Delhivery, country’s largest fully-integrated logistics provider, will pursue both organic and inorganic growth opportunities as it goes about fulfilling its aspiration of becoming a $10-billion company in the coming years, Sandeep Barasia, Executive Director and Chief Business Officer, has said. 

The company, which got listed in bourses last week, will also continue to equally focus on both B2C (business to consumer) as well as business-to-business (B2B) segments in its growth journey, Barasia told BusinessLine in an interaction post the announcement of Q4 as well as 2021-22 results. 

Open to acquisitions

According to Barasia, growth would be faster on the B2B segment which has a smaller base. On the other hand, growth in the B2C segment continues to be driven by e-commerce. People have also started warming up to e-commerce, which is no longer seen as a deep discounting model, he noted.

Barasia, who said that company is open to more acquisitions for growth, said acquisitions, if any, would be primarily focussed on the B2B segment. “We have quite a bit of free cash and so if there is an acquisition that will take place in the segment, we are definitely going to be there among the discussions,” Barasia added.

He also made it clear that Delhivery should not be seen as a consumer tech player, but as a business that is leveraging technology and data to serve a traditional industry that is logistics.

‘A matter of time’

Asked whether he expects the company to turn bottomline positive this fiscal, Barasia declined to put a specific timeline. He, however, highlighted that the company is already profitable at an EBITDA level and it would be “only a matter of time” before which it would turn bottom-line positive.

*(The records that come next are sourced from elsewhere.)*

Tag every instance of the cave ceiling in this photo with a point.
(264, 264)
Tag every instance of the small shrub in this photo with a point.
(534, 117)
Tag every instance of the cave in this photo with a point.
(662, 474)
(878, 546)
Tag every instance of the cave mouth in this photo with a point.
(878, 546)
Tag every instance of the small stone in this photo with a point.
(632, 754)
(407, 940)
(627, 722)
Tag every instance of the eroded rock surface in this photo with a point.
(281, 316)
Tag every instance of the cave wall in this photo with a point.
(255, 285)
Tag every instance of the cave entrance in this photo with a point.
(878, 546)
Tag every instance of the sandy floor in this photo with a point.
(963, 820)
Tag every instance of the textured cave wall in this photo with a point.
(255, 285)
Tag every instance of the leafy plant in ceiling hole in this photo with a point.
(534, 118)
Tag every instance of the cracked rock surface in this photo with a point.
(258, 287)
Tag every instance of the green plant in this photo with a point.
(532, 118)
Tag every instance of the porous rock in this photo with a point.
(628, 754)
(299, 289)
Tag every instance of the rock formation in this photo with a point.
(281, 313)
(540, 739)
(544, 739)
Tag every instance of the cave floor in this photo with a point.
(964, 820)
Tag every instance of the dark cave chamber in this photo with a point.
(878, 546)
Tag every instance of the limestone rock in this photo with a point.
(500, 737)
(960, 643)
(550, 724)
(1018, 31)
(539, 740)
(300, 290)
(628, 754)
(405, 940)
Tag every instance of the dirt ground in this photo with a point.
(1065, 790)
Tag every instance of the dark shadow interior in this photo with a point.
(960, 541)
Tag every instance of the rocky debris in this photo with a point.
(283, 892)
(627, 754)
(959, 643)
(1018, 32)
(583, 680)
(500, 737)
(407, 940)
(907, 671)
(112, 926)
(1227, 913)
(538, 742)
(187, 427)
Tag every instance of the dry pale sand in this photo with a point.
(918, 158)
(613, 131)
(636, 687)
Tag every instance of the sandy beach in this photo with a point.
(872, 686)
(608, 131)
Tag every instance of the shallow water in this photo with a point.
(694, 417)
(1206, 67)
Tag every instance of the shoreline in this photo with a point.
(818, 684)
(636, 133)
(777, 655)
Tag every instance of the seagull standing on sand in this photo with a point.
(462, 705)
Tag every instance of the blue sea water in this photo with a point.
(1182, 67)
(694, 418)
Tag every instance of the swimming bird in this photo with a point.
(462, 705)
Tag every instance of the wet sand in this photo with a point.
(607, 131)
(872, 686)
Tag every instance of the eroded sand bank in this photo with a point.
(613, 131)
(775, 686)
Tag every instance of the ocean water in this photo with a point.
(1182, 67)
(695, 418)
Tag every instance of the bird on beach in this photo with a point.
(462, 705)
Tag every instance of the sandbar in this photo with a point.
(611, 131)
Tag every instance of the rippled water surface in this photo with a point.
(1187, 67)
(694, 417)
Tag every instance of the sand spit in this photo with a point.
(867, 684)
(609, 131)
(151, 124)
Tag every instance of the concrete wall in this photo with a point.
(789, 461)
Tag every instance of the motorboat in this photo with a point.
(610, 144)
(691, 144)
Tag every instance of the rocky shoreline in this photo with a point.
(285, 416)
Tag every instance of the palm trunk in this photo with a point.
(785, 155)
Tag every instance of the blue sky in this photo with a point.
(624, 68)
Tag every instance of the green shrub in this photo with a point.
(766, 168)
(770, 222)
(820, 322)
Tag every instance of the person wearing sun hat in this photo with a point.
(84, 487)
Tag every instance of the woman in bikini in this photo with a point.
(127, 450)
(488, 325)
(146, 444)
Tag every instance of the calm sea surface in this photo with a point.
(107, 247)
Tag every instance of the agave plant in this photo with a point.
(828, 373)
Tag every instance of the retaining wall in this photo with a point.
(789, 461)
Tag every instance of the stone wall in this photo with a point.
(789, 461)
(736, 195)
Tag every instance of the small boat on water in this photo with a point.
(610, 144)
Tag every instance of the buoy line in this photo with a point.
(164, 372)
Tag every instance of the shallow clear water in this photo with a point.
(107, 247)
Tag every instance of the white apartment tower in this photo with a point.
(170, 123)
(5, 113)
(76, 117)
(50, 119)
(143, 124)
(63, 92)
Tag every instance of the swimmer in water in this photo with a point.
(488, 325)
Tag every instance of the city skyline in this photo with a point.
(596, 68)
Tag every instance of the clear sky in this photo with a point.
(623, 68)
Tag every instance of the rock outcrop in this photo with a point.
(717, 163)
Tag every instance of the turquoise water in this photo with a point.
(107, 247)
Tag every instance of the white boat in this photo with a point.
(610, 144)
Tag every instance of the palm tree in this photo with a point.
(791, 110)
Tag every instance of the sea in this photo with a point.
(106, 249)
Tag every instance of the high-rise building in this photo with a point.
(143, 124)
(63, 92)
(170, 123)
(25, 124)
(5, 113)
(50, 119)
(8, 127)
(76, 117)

“We want to tap into both organic and inorganic growth opportunities. So while we are already EBITDA positive, profitability on the bottom-line level will follow soon, our plan is to build a $10-billion company,” he said, highlighting the immense growth runway ahead in the logistics sector.

Barasia said Delhivery would look to pursue growth by using capital efficiently. “The opportunity is there as we are operating in a country with 8 per cent GDP growth and on top of that, there is also inflation — so we are operating in a country with nominal GDP growth of 15 per cent. We have historically exceeded the underlying economic growth. I don’t see a reason why it can’t happen this fiscal also,” he said.

He highlighted that the Indian logistics market is huge at $200 billion and Delhivery was still a tiny player with a huge runway for growth in the years to come.